The most accurate way to describe the experience of raising teenage and pre-teen daughters is to say it’s like walking a tightrope across a minefield.
One slip and you’re toast. It may have been a few years since you and I were teenagers but the last few weeks have brought it all rushing back in glorious Technicolor with Dolby Surround Sound and in 3D – because it costs a bit extra.
Nothing’s right. Everything’s wrong.
And if it isn’t their fault then by definition it must be yours. Sound familiar?
Last half-term daughter #1 kept the same hours as your average vampire or domestic cat.
Awake until stupid o’clock and then unrousable from her pit until gone noon.

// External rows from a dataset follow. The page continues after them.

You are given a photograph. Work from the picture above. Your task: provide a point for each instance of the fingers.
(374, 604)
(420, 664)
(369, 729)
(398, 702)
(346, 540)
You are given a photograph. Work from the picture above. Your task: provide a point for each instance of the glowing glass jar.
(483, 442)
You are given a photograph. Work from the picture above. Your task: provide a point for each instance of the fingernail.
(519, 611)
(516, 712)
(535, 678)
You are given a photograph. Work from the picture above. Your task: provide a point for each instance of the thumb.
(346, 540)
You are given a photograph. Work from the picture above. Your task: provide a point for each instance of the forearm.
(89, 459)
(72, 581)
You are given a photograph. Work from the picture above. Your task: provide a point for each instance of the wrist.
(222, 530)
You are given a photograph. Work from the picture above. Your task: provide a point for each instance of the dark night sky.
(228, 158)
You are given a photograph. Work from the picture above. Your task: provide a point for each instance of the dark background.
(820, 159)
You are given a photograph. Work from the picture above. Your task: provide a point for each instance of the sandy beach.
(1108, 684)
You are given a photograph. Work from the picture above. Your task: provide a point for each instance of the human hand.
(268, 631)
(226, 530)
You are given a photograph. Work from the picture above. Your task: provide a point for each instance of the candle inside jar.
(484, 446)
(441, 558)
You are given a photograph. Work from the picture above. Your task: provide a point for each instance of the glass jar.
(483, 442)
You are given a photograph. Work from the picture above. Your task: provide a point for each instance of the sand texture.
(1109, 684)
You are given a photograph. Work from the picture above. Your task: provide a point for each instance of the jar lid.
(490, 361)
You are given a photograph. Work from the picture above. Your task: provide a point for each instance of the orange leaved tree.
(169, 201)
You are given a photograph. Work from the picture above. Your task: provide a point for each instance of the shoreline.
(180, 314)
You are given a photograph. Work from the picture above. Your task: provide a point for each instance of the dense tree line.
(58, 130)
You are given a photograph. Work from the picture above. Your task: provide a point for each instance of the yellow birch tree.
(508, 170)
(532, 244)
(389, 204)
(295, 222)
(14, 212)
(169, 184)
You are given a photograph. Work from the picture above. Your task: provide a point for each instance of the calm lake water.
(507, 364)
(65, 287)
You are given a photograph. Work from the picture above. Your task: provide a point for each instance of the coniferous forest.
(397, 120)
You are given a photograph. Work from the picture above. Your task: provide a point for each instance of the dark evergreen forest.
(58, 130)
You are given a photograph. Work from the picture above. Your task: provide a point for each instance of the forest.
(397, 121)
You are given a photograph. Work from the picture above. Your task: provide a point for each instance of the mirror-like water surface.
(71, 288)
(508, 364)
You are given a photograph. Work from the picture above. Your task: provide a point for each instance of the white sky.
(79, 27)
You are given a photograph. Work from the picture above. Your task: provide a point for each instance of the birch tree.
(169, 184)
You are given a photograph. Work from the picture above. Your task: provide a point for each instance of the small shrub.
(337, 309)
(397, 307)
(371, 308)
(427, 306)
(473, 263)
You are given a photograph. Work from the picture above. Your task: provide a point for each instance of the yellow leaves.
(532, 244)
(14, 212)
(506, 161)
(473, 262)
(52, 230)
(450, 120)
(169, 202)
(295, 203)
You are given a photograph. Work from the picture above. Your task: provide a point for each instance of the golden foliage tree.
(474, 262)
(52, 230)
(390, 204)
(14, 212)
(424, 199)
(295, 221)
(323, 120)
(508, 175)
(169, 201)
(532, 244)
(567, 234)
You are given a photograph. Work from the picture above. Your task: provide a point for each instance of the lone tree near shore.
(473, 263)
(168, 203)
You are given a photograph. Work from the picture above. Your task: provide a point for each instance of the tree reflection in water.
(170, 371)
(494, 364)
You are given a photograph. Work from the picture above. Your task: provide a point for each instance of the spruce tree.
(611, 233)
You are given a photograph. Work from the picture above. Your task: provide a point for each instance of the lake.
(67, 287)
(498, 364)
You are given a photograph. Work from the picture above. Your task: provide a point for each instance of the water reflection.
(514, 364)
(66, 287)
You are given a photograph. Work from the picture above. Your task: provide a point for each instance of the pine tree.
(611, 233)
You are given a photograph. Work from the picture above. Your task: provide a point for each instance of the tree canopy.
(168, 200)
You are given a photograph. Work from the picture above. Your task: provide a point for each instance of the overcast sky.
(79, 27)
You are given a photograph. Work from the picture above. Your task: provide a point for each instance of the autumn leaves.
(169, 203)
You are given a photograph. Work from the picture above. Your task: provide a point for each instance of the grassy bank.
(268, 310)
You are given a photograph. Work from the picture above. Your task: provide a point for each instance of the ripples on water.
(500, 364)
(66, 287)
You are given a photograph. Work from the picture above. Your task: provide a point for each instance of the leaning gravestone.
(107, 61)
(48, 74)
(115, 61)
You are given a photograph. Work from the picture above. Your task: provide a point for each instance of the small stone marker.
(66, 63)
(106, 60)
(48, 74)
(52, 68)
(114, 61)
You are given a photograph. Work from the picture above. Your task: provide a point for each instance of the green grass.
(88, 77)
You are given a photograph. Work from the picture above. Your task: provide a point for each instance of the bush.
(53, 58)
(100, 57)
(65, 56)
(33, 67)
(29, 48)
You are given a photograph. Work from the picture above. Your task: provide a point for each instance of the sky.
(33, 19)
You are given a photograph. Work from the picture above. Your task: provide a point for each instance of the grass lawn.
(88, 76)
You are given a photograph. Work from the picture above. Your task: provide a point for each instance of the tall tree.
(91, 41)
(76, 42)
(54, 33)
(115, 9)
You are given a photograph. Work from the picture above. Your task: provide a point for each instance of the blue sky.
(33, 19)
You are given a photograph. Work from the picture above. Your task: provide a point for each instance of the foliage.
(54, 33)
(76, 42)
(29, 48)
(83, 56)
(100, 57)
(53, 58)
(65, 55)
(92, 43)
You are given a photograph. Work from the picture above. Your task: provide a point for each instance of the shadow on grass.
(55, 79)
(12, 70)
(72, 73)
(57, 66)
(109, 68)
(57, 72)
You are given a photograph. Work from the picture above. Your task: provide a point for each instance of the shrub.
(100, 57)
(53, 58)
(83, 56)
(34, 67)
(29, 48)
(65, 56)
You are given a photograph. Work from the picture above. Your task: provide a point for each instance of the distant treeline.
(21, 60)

The boss and I woke our 14-year-old for lunch at our peril.
That minefield I mentioned earlier? Nowhere near as noisy and explosive as waking a slumbering teen.
Maybe she’s training for those mad mates holidays you went on back in the early 90s when you could buy a last-minute week in Tenerife for £49, only saw about 10 hours of sunlight and came home paler than when you set off.
Put it this way, the shock of getting up for school at 7am on Monday was akin to the first five seconds in an ice bath, or trapping your fingers in a door.
And to pour misery upon misery, some of her precious time off was spent revising for exams this week. And when you’ve got exams looming, if you’re not physically doing revision then the thought of it nags away like a bothersome toddler pulling at your sleeve.
But from bitter experience, when exams are on the horizon the last thing you need is mum and dad going on like a demented parrot which has been taught to repeat one single phrase.
Have. You. Done. Your. Revision? Bwaaark!
Which is why I took a pledge some time ago that I would keep my trap firmly shut on all things homework/exam related.
All that was said was this: If you don’t do it, that’s your business.
But it’s the only time in your lives that you’ll be taught things worth knowing for free.